With the emergence of wearables, smart appliances for home, industrial automation, automotive electronics, and big data processing, low-power design is no longer confined to the mobile device end markets. Power management touches every aspect of the design flow, from the architectural stage to chip and system signoff. Consequently, EDA tools have to take a holistic approach to low-power design.
The Cadence® low-power solution considers power at every step of the design flow, from architecture to functional verification, analysis, implementation, and signoff.
High-level synthesis (HLS) methodology users benefit from the power-aware architectural/micro-architectural choices available from a very high-level description of the design. This supports making the right trade-offs for power, performance, and area (PPA) at the earliest stages of the design when it matters the most.
Once the RTL and power intent are available for analysis, the Cadence solution helps perform a sanity check of the power intent itself. This prevents unexpected surprises as the designer progresses through the low-power flow. The Cadence solution supports both the IEEE 1801 and CPF industry-standard formats for power intent. Simulation, emulation, and formal verification tools from Cadence are power-aware and verify the design interactions between functional and power modes in which the design is meant to operate. This helps to eliminate hard-to-find design or power intent bugs that could potentially cause chip and system failures in the field.
All aspects of implementation consider the power intent and make trade-offs and optimizations for leakage and dynamic power to deliver a low-power design with high Quality of Results (QoR). At every stage of implementation, the Cadence solution helps verify that the low-power design is compliant with the specified power intent. Signoff tools are power intent-driven as well, ensuring that the power intent has been implemented correctly to avoid re-spins and product delays and reduce product costs.

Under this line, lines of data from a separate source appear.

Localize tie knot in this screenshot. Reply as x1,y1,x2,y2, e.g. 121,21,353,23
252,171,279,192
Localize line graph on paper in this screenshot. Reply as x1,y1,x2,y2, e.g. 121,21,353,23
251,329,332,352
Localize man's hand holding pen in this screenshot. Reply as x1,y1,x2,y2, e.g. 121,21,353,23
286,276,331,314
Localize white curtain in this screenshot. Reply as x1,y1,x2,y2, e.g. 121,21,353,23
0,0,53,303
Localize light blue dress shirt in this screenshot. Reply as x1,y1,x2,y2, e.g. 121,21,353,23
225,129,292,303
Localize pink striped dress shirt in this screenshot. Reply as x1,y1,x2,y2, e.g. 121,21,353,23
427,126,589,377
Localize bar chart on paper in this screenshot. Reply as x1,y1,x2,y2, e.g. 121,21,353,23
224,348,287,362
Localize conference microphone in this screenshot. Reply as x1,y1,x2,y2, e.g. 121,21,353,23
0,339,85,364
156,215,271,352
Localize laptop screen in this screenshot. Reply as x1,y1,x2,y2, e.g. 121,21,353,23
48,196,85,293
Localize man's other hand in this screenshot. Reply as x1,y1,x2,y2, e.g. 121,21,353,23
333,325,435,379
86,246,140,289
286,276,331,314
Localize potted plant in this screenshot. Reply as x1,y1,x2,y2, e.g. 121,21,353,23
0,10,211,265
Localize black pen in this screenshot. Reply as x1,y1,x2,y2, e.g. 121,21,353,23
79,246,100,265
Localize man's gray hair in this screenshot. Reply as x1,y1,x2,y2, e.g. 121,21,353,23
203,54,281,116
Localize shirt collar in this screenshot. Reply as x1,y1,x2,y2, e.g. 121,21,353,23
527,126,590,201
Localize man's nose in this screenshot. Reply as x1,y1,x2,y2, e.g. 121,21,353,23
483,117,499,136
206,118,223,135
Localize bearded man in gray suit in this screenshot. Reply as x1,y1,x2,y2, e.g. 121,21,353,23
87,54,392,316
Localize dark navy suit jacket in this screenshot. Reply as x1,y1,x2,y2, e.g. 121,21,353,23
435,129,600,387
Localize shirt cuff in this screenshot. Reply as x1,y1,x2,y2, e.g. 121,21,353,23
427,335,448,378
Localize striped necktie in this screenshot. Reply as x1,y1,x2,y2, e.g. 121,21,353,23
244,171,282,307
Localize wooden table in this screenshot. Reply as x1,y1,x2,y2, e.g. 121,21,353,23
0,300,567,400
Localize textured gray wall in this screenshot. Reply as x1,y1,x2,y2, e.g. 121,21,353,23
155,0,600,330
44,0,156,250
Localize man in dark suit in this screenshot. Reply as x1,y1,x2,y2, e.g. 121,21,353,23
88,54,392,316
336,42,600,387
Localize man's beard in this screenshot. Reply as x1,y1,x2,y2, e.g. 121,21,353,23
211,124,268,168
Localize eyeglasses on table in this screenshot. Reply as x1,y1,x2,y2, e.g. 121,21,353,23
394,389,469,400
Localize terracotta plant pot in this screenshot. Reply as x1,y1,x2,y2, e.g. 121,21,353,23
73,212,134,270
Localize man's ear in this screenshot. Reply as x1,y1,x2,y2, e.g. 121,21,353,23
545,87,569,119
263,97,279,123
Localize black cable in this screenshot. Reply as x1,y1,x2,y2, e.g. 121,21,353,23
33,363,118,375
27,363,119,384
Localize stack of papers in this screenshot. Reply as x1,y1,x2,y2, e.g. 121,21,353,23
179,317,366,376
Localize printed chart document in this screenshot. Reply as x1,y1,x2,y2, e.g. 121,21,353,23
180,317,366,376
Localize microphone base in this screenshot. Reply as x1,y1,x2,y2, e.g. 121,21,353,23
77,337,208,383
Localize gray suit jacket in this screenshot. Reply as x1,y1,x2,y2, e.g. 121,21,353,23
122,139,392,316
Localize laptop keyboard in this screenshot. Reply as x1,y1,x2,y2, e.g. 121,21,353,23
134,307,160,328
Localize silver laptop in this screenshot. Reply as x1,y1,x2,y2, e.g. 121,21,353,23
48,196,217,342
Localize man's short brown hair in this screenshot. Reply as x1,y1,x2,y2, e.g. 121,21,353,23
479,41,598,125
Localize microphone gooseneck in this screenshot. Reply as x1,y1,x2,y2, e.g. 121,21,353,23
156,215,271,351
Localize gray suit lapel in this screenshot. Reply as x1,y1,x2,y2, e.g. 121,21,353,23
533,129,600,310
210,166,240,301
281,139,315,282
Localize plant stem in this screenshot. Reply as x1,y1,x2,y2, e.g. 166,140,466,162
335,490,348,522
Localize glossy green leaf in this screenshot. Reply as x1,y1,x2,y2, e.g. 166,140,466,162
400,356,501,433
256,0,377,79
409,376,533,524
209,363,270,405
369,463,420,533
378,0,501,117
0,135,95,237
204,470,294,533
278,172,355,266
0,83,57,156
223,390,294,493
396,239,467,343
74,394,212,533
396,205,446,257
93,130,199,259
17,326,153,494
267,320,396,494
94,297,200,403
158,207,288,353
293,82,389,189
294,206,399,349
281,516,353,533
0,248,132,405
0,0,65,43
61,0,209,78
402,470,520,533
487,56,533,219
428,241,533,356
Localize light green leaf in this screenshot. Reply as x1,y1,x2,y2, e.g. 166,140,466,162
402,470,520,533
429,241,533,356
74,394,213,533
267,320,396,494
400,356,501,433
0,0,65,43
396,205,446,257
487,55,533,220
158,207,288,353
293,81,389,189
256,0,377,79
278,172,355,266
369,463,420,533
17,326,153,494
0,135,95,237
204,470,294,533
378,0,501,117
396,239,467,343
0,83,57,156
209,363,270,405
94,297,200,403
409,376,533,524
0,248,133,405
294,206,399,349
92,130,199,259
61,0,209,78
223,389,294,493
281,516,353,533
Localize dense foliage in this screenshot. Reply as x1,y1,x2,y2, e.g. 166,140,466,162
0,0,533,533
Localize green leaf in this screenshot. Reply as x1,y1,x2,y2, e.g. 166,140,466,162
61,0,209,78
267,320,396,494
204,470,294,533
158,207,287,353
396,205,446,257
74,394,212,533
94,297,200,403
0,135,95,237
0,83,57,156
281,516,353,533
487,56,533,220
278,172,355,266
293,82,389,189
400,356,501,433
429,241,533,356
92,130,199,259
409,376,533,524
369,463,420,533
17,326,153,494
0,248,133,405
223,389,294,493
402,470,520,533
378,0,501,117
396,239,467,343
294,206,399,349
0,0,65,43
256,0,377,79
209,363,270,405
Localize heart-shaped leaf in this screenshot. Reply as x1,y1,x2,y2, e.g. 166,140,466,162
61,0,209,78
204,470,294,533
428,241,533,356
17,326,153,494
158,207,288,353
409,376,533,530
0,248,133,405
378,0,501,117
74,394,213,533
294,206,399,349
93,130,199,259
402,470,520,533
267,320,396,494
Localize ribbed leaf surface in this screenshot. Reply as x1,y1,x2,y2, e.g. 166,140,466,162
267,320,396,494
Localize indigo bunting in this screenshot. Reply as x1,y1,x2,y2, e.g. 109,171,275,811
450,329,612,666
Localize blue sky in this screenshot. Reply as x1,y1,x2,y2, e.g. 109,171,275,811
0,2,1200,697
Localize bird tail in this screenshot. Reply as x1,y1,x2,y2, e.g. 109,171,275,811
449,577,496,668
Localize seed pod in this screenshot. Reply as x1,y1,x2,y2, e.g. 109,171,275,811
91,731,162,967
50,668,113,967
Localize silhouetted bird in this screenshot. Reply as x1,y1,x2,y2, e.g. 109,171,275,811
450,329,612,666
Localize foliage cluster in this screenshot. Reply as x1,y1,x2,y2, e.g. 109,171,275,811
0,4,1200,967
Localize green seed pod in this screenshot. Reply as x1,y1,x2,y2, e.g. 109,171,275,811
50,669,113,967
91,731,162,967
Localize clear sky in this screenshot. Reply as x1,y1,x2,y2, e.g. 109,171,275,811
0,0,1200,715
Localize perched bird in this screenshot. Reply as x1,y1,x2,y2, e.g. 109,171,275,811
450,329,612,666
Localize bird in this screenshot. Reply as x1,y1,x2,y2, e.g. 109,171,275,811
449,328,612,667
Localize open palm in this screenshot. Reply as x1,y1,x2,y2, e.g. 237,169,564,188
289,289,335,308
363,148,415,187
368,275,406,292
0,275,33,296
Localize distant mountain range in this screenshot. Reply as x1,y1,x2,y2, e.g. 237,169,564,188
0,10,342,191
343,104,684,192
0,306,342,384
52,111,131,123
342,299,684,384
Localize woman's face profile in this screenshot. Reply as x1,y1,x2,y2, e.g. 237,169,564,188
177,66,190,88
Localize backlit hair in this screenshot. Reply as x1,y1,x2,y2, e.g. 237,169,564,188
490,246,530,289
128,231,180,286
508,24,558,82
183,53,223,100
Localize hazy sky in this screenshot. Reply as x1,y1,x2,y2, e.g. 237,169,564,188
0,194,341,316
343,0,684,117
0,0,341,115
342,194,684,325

The Cadence low-power solution has also built links between the chip and system level to verify that the power integrity of the entire system is achieved in the context of the chip, board, and package.
Cadence has enabled the low-power flow for mixed-signal designs as well. Intellectual property (IP) in the form of embedded customizable processor cores and interface IP optimized for power consumption is available from Cadence.
Finally, the Cadence low-power solution has been used in production in thousands of designs.